Newton’s Method with Analytic Nonlinearity (02-newton-analytic)

Model problem

We will keep the model problem from the previous sections,

-\nabla \cdot (\lambda(u)\nabla u) - f(x,y) = 0, \ \ \ u = u_D \ \mbox{on}\ \partial \Omega.

Recall that the domain is a square \Omega = (-10,10)^2, f(x,y) = 1, and the nonlinearity \lambda has the form

\lambda(u) = 1 + u^\alpha

where \alpha is an even nonnegative integer. Also recall from the previous section that

F_i(\bfY) =  \int_{\Omega} \lambda(u)\nabla u \cdot \nabla v_i
- f v_i \, \mbox{d}x\mbox{d}y.

and

J_{ij}(\bfY) =
\int_{\Omega} \left[ \frac{\partial \lambda}{\partial u}(u) v_j
\nabla u + \lambda(u)\nabla v_j \right] \cdot \nabla v_i \, \mbox{d}x\mbox{d}y.

Initializing the weak formulation

This is very simple, using the predefined DefaultWeakFormPoisson class:

// Initialize the weak formulation
CustomNonlinearity lambda(alpha);
Hermes2DFunction<double> src(-heat_src);
DefaultWeakFormPoisson<double> wf(HERMES_ANY, &lambda, &src);

We should mention that the CustomNonlinearity class is identical with example 01-picard.

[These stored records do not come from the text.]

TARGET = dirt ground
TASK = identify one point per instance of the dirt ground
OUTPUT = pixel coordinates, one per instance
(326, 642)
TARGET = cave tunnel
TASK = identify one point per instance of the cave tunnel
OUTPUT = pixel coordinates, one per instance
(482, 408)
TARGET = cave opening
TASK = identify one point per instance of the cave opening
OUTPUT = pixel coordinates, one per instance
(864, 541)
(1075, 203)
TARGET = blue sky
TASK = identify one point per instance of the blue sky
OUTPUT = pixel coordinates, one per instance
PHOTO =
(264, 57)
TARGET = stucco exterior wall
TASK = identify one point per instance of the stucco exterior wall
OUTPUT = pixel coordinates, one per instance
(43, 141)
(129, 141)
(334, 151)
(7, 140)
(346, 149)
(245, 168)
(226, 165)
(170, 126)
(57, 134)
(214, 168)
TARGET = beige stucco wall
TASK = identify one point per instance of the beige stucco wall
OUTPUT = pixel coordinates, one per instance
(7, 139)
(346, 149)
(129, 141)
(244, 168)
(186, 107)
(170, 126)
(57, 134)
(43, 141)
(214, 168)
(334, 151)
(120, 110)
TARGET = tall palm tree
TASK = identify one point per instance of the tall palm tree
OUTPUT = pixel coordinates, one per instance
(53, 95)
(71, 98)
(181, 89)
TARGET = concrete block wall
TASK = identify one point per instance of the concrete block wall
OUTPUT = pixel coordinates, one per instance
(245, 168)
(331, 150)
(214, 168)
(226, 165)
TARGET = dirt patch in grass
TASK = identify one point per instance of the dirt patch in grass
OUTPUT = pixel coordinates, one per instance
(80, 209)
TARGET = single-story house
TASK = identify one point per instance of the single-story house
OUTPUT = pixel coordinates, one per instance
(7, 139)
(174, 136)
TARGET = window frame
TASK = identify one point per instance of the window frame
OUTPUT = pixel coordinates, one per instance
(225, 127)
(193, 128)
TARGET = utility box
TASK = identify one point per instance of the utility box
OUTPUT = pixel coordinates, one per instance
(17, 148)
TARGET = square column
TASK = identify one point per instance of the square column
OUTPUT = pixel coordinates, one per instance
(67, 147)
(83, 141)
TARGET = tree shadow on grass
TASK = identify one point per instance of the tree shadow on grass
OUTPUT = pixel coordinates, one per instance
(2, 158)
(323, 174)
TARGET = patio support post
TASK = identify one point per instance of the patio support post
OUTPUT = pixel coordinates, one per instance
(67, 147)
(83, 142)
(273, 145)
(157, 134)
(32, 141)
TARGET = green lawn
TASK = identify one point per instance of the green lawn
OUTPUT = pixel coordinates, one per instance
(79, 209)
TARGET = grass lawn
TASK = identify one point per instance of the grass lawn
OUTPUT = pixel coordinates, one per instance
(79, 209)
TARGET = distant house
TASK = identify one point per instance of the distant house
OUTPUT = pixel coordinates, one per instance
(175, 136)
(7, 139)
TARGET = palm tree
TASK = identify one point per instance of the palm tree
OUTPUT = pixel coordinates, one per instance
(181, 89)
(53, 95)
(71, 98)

Obtaining a good initial coefficient vector

It is possible to start the Newton’s method from the zero vector, but then the convergence may be slow or the method may diverge. We usually prefer to project an initial solution guess (a function) on the finite element space, to obtain an initial coefficient vector:

// Project the initial condition on the FE space to obtain initial
// coefficient vector for the Newton's method.
// NOTE: If you want to start from the zero vector, just define
// coeff_vec to be a vector of ndof zeros (no projection is needed).
info("Projecting to obtain initial vector for the Newton's method.");
double* coeff_vec = new double[ndof];
CustomInitialCondition init_sln(&mesh);
OGProjection<double> ogProjection; ogProjection.project_global(&space, &init_sln, coeff_vec);

The Newton’s iteration loop

The Newton’s iteration loop is done as in linear problems:

// Initialize Newton solver.
NewtonSolver<double> newton(&dp);

// Perform Newton's iteration.
try
{
  newton.solve(coeff_vec);
}
catch(Hermes::Exceptions::Exception e)
{
  e.printMsg();
}

Note that the Newton’s loop always handles a coefficient vector, not Solutions.

Translating the resulting coefficient vector into a Solution

After the Newton’s loop is finished, the resulting coefficient vector is translated into a Solution as follows:

// Translate the resulting coefficient vector into a Solution.
Solution<double> sln;
Solution<double>::vector_to_solution(newton.get_sln_vector(), &space, &sln);

Cleaning up

As a last step, we clean up as usual:

// Clean up.
delete [] coeff_vec;

Convergence

Compare the following with the convergence of the Picard’s method in example 01-picard:

I ndof: 961
I Projecting to obtain initial vector for the Newton's method.
I ---- Newton initial residual norm: 1160.42
I ---- Newton iter 1, residual norm: 949.355
I ---- Newton iter 2, residual norm: 291.984
I ---- Newton iter 3, residual norm: 78.189
I ---- Newton iter 4, residual norm: 13.0967
I ---- Newton iter 5, residual norm: 0.585997
I ---- Newton iter 6, residual norm: 0.00127226
I ---- Newton iter 7, residual norm: 5.27303e-09
  << close all views to continue >>

Sample results

The resulting approximation is the same as in example P02/01-picard.